Re^2: Calculating statistical median
by jimbojones (Friar) on Jul 13, 2005 at 15:35 UTC
    Hi.

    Is there a special reason for the array reference? Versus this?
    sub mean { my $result; foreach (@_) { $result += $_ } return $result / @_; } my @points = qw(1 2 3 4); print mean @points;
      Copying an array or hash into @_ takes time. Passing arrays and hashes by reference is straightforward.
      See Benchmark
      If you want median:
      sub median { $_[0]->[ @{$_[0]} / 2 ] } my @points = 0..100; print median(\@points), "\n";

        It should sort the array before calculating median this way. Besides that it does not handle the array with even elements correctly.
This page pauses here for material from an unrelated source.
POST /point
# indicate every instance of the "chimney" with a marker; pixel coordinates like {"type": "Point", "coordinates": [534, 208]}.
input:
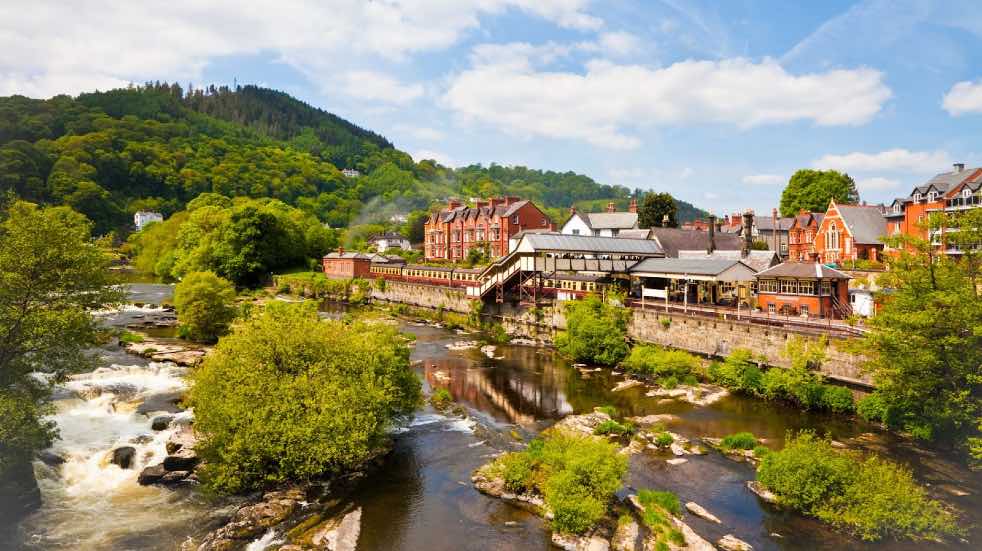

        This calculates median only if @points is already truly ordered.
        This sample has a bug: if input array is not sorted, the result is incorrect.
        $ cat median.pl sub median { $_[0]->[ @{$_[0]} / 2 ] } my @sample=(9, 1, 2, 3, 4, 8, 7, 6, 5); my @sorted; @sorted=sort @sample; print median(\@sample),"\n"; print median(\@sorted),"\n"; $ perl median.pl 4 5 $
        Should be
        5 5
        Hi

        Thanks. Didn't know about the speed issue.